Ich will dein lachen du schwacher Tor!
Du aber Medea, sei mir gewärtig!
Einen Trank, ich weiß es, bereitest du
Der mit sanfter, schmeichelnder Betäubung
Die Sinn' entbindet ihres Diener-Amts
Und ihren Herrn zum Sklaven macht des Schlafs.
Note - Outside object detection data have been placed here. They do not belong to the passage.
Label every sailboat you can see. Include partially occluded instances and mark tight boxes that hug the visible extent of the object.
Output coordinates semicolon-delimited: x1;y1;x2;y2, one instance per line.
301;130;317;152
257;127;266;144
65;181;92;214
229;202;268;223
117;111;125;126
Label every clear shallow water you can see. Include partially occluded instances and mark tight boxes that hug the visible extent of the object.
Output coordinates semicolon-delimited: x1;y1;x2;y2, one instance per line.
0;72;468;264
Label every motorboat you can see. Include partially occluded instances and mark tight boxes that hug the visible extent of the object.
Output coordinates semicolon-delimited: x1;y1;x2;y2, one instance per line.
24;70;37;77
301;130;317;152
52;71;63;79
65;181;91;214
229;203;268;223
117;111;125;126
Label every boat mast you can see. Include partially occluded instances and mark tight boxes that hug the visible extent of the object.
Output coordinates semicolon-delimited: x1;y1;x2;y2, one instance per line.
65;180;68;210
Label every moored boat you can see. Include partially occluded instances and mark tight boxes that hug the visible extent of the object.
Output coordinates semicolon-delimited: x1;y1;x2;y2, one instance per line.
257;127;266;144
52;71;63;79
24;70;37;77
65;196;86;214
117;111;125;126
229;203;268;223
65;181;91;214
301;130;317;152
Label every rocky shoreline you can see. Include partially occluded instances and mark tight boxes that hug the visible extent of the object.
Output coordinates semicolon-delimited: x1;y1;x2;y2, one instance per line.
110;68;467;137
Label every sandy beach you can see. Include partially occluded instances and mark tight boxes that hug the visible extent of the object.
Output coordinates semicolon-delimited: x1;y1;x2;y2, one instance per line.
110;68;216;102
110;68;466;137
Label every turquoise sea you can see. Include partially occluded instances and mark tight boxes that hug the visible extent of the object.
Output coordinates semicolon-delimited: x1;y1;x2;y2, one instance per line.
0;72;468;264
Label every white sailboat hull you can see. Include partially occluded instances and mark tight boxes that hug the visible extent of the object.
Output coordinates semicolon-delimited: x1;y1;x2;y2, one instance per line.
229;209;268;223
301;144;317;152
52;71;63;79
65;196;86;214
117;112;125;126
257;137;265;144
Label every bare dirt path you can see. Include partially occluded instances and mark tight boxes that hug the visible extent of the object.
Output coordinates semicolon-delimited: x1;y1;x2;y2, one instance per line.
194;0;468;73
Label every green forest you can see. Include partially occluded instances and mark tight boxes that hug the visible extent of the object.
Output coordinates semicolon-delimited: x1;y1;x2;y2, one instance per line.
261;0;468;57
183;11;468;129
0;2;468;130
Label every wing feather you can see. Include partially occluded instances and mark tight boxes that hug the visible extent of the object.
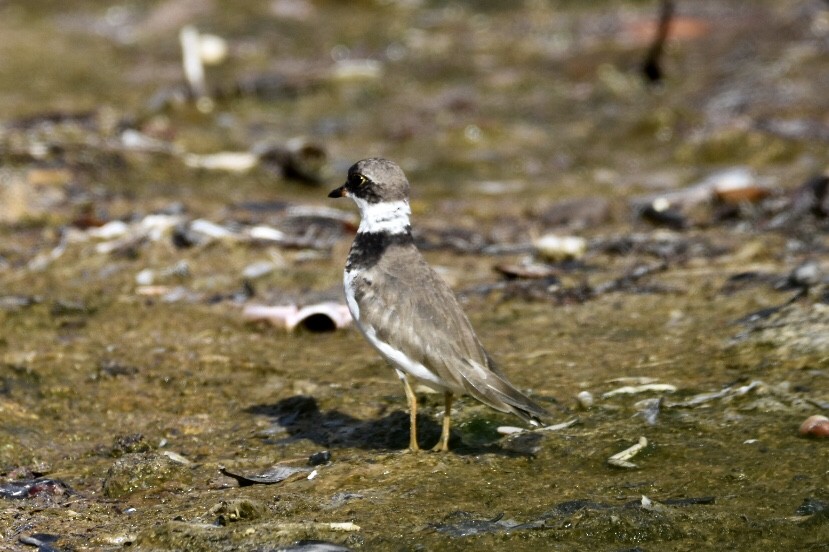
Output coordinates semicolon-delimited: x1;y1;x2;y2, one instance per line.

Geh hin und hole mir von jenem Trank!
Medea.
Wozu?
Aietes.
Geh, sag' ich, hin und hol' ihn mir!
Dann komm zurück. Ich will sie zähmen diese Stolzen!
(Medea ab.)
Aietes
(gegen den Altar im Hintergrunde gewandt).) Peronto, meiner Väter Gott! Laß gelingen, was ich sinne Und teilen will ich, treu und redlich Was wir gewinnen von unsern Feinden. (Kriegerische Musik.) Bewaffnete Griechen (ziehen auf, mit grünen Zweigen in der Hand. Der letzte geht) Phryxus, (in der linken Hand gleichfalls einen grünen Zweig, in der Rechten ein goldenes Widderfell, in Gestalt eines Panieres auf der Lanze tragend.) Bewaffnete Kolcher (treten von der andern Seite ein. Die Musik schweigt.) (Indem Phryxus an dem im Hintergrunde befindlichen Altar und der darauf stehenden Bildsäule vorbeigeht, bleibt er, wie von Erstaunen gefesselt stehn, dann spricht er:)
Phryxus.
Kann ich den Augen traun?—Er ist's, er ist's!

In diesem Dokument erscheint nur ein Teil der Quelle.